Pesticidi: cosa sono e perché fanno (molto) male

I pesticidi fanno male sì o no? Ho provato a raccogliere un po’ di informazioni da fonti attendibili.

Per prima cosa partiamo dai significati. L’esigenza principale è difendere l’agricoltura da calamità e organismi infestanti e nocivi, fortemente dannosi per i raccolti, la produttività, gli interessi umani.

Pesticidi, cioè?

Pesticidi = sterminatori di flagelli varî. Si distinguono, a seconda dell’antagonista, in insetticidi, erbicidi (o diserbanti), fungicidi, anticrittogamici (o antiparassitari), acaricidi, antimuffa. È sottinteso che si tratti di sostanze chimiche, anche piuttosto aggressive.

Fitofarmaci o fitosanitari = medicine per le piante, dirette a sconfiggere parassiti vegetali (fitocìdi) o animali (zoocìdi).

Dunque, genericamente parlando, pesticidi e fitofarmaci sono grossomodo sinonimi. Il resto è chimica, e lì mi fermo, perché non è il mio campo. Prima, però, voglio segnalare un passaggio della voce Fitosanitari della Treccani on-line, che stranamente va un po’ oltre la pura definizione:

La necessità di limitare le ancora rilevanti perdite della produzione agricola, al fine di incrementare la produzione alimentare mondiale, deve confrontarsi con altre esigenze […]. La difesa fitosanitaria infatti è stata, e in gran parte resta ancora, incentrata sull’uso massiccio di fitofarmaci chimici di sintesi, impiegati per eradicare le diverse classi di organismi dannosi.

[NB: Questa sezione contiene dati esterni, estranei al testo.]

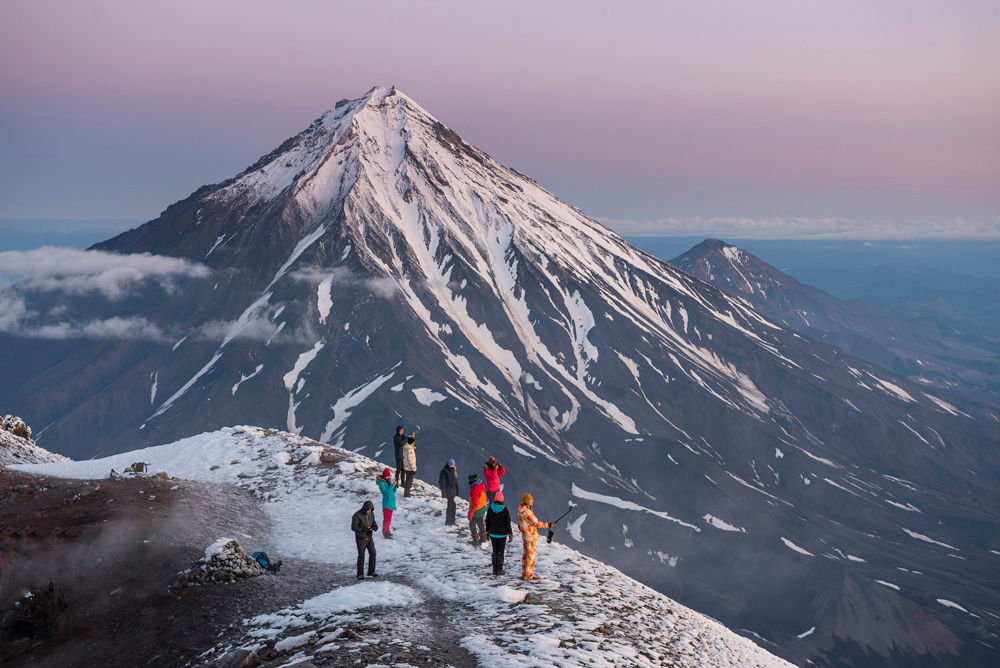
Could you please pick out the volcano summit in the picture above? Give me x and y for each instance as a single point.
(376, 269)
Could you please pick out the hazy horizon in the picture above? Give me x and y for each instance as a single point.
(762, 119)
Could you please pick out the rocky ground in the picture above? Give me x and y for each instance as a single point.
(434, 602)
(112, 549)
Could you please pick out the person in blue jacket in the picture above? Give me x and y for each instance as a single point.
(388, 489)
(499, 529)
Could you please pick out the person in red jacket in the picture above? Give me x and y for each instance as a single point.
(491, 474)
(477, 510)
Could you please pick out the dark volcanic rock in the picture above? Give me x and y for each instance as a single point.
(927, 350)
(378, 269)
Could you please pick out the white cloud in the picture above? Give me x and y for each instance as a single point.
(81, 272)
(382, 287)
(806, 228)
(16, 319)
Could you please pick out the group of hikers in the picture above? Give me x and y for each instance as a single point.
(488, 515)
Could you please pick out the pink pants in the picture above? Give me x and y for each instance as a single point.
(386, 519)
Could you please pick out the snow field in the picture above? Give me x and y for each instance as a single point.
(582, 612)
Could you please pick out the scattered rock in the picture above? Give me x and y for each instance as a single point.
(37, 617)
(224, 562)
(239, 658)
(16, 426)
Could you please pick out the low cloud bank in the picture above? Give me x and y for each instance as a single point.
(382, 287)
(79, 272)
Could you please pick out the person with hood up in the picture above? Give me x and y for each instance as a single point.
(363, 525)
(477, 509)
(492, 471)
(529, 525)
(388, 489)
(409, 463)
(499, 531)
(398, 441)
(448, 482)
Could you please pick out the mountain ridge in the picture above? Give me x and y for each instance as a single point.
(426, 564)
(456, 296)
(937, 355)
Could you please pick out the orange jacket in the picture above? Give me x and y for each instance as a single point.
(527, 522)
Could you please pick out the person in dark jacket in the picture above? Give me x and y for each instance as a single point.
(363, 525)
(448, 482)
(409, 463)
(499, 529)
(398, 441)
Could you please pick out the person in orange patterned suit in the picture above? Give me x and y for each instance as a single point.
(529, 525)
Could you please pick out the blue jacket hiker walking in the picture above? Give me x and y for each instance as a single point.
(388, 489)
(499, 529)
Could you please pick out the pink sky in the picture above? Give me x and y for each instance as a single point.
(635, 112)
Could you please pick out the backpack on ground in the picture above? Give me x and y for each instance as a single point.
(265, 563)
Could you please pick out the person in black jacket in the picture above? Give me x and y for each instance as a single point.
(448, 482)
(363, 525)
(398, 441)
(499, 529)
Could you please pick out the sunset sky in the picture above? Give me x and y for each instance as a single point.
(658, 117)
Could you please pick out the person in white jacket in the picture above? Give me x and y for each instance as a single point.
(409, 464)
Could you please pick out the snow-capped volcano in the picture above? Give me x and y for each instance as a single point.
(376, 269)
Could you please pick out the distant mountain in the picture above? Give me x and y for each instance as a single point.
(583, 612)
(923, 342)
(376, 269)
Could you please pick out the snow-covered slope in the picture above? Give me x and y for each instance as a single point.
(582, 612)
(15, 449)
(930, 352)
(376, 269)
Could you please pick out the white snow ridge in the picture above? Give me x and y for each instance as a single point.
(581, 613)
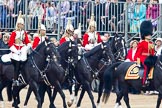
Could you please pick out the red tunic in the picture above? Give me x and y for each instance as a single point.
(64, 39)
(144, 49)
(13, 37)
(37, 40)
(86, 36)
(129, 55)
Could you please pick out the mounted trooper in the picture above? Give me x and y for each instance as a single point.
(69, 32)
(19, 45)
(91, 38)
(40, 37)
(145, 49)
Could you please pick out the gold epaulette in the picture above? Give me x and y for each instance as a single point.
(151, 46)
(138, 61)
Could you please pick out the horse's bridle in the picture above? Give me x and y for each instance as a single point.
(95, 72)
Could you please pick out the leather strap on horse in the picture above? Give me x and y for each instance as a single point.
(42, 73)
(95, 73)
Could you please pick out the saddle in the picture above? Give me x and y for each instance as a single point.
(136, 72)
(4, 59)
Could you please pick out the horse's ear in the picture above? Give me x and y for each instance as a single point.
(70, 44)
(47, 41)
(102, 45)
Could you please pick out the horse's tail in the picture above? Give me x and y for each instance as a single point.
(9, 92)
(108, 81)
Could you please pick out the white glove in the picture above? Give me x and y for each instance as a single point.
(29, 45)
(14, 50)
(18, 52)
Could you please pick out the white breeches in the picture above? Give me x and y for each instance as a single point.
(21, 55)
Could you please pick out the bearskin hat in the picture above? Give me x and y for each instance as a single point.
(146, 28)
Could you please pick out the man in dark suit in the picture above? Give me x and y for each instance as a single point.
(19, 5)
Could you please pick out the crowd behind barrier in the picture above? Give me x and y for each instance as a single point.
(110, 15)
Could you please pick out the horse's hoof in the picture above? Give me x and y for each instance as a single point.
(69, 104)
(52, 106)
(98, 105)
(120, 106)
(117, 105)
(25, 106)
(2, 104)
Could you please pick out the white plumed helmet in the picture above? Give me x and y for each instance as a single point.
(43, 27)
(69, 26)
(20, 20)
(92, 22)
(78, 31)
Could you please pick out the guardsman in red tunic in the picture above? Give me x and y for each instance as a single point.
(19, 45)
(91, 38)
(69, 32)
(145, 47)
(38, 38)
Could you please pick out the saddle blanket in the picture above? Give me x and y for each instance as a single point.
(5, 59)
(133, 72)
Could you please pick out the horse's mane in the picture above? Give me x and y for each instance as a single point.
(63, 45)
(40, 46)
(93, 51)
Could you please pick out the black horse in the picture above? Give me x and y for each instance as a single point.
(69, 56)
(155, 83)
(85, 70)
(118, 46)
(119, 50)
(33, 69)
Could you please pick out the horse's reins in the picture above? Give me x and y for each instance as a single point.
(42, 73)
(95, 73)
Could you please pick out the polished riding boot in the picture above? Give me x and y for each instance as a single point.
(16, 65)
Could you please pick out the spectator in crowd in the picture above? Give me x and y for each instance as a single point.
(91, 38)
(105, 16)
(1, 39)
(69, 32)
(85, 8)
(153, 12)
(32, 6)
(39, 38)
(139, 16)
(6, 38)
(99, 10)
(56, 43)
(51, 16)
(10, 5)
(3, 16)
(75, 13)
(4, 43)
(19, 5)
(158, 47)
(77, 35)
(115, 14)
(65, 7)
(37, 15)
(130, 9)
(160, 1)
(132, 51)
(106, 37)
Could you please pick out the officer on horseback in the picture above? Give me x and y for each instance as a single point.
(145, 48)
(19, 45)
(69, 32)
(91, 38)
(40, 37)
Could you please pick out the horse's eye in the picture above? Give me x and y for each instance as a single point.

L’uso, soprattutto se irrazionale, dei prodotti chimici di sintesi ha portato, tuttavia, all’insorgenza di numerosi effetti secondari non desiderati: instaurarsi di meccanismi di resistenza genetica nei parassiti; alterazione degli equilibri ambientali con la scomparsa di organismi utili e comparsa di nuove specie parassite; accumulo di residui di fitofarmaci nelle acque e nel suolo».

Gli scopi sono chiari e non particolarmente edulcorati: per esempio qui, per fortuna, non si parla della missione di risolvere la denutrizione e fame nel mondo, con cui spesso l’agroindustria si riempie la bocca, ma più descrittivamente di «incrementare la produzione alimentare mondiale» e «limitare le ancora rilevanti perdite della produzione agricola». Fin qui bene, nulla da eccepire; molto meno chiare sono le strade, le controindicazioni, gli effetti collaterali nel medio e lungo periodo.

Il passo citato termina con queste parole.